Digital native ou duopole établi ?
Monizze, première société belge à proposer un système de chèques électroniques via une carte à puce, tire la sonnette d’alarme et rappelle aux entrepreneurs qui n’auraient pas encore migré, de bien analyser le marché et de faire jouer la concurrence. « Le passage à l’électronique permettra le plus souvent de mettre fin aux contrats entre les producteurs de chèque papier et leurs clients », explique Jean-Louis Van Houwe, CEO et co-fondateur de Monizze. « C’est donc le moment rêvé pour les entreprises de revoir leurs conditions et de comparer les frais d’administration entre un ‘digital native’, dont l’électronique est la nature profonde, et le duopole établi, pour qui cette migration n’est que le résultat d’une obligation légale. De plus, nous observons des pratiques commerciales très ‘musclées’ pouvant sans doute semer une certaine panique au sein d’une PME ayant évidemment d’autres chats à fouetter. »

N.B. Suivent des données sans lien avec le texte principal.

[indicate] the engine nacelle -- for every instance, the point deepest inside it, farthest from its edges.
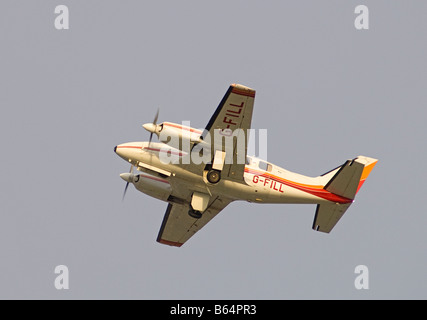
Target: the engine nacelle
(168, 131)
(153, 186)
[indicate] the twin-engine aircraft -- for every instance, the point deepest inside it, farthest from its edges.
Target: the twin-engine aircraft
(205, 172)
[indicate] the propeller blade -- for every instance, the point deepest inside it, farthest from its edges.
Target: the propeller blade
(127, 183)
(124, 193)
(154, 123)
(156, 117)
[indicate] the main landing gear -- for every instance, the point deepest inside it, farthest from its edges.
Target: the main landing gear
(194, 213)
(213, 176)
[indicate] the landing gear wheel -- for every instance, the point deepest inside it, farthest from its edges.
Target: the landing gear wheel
(213, 176)
(194, 213)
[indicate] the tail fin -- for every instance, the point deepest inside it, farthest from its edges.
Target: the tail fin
(346, 182)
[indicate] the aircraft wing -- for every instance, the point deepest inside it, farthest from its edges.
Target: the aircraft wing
(177, 226)
(233, 113)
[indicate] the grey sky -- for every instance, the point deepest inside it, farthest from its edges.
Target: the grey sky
(325, 91)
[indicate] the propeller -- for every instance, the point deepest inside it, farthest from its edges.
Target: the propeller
(154, 123)
(126, 177)
(152, 127)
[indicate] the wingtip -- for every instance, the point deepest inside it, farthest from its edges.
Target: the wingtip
(170, 243)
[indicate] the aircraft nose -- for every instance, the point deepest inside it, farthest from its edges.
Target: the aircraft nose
(150, 127)
(128, 177)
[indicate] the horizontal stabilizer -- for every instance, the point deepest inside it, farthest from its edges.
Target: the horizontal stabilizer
(327, 216)
(350, 177)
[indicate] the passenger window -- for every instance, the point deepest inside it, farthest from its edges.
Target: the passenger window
(265, 166)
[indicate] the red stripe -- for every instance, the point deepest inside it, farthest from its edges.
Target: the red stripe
(317, 191)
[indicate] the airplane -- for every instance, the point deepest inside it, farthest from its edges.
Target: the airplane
(197, 192)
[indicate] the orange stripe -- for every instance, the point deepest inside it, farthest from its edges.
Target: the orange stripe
(243, 92)
(154, 178)
(367, 170)
(170, 243)
(132, 147)
(181, 127)
(315, 190)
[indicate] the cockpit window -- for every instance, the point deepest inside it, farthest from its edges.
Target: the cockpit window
(265, 166)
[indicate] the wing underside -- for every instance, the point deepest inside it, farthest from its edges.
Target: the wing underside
(177, 226)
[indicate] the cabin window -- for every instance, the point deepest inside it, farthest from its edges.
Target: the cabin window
(265, 166)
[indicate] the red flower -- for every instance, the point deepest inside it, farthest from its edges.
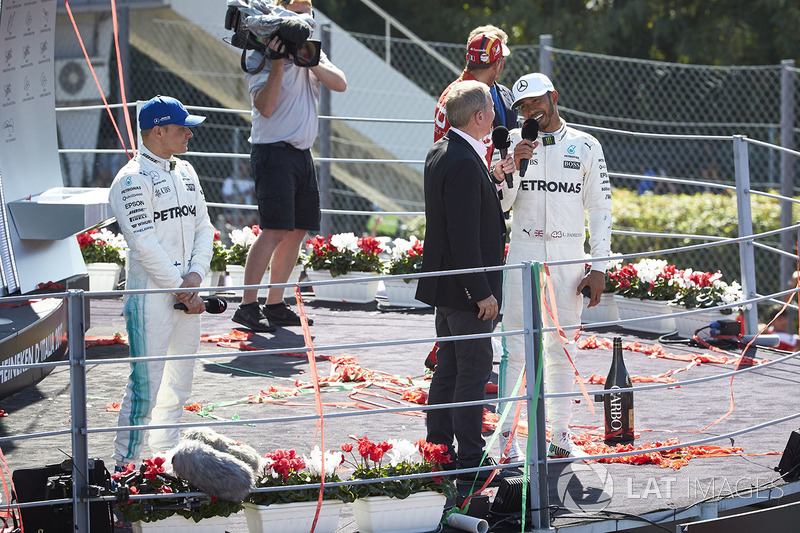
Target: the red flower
(129, 469)
(155, 466)
(369, 245)
(284, 462)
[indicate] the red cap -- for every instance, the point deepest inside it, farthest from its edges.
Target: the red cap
(486, 48)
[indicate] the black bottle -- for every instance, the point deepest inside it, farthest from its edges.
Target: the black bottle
(618, 406)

Des disparités de prix énormes
Une étude récente de l’organisation flamande des classes moyennes, Unizo, rejoint la perspective défendue par le ‘digital native’ Monnizze. Elle établit que les chèques-repas électroniques de la société belge sont entre 60 et 75% moins chers que ceux des deux fournisseurs monopolistiques. Depuis son lancement en 2011, Monizze ne propose que des chèques électroniques et a logiquement développé une expertise importante en ce domaine tant en termes d’innovations technologiques que de services aux clients. Depuis la fin 2014, la société bruxelloise a vu son chiffre d’affaires mensuel comme sa clientèle grimper de 60%, soit 7.500 nouvelles entreprises clientes convaincues par l’offre de Monizze parmi lesquelles notamment le groupe Colruyt, la société de paiements Ogone, le groupe KBC, l’association Comeos ou encore la société brassicole Alken Maes. L’entreprise bruxelloise a également su convaincre le groupe Up, un groupe international indépendant appartenant à ses salariés qui commercialise des titres de services dans 15 pays et accompagne chaque jour plus de 27 millions de personnes dans le monde. « L’investissement récent du Groupe Up, un géant mondial du secteur, dans Monizze est la vraie reconnaissance de nos accomplissements », affirme Jean-Louis Van Houwe.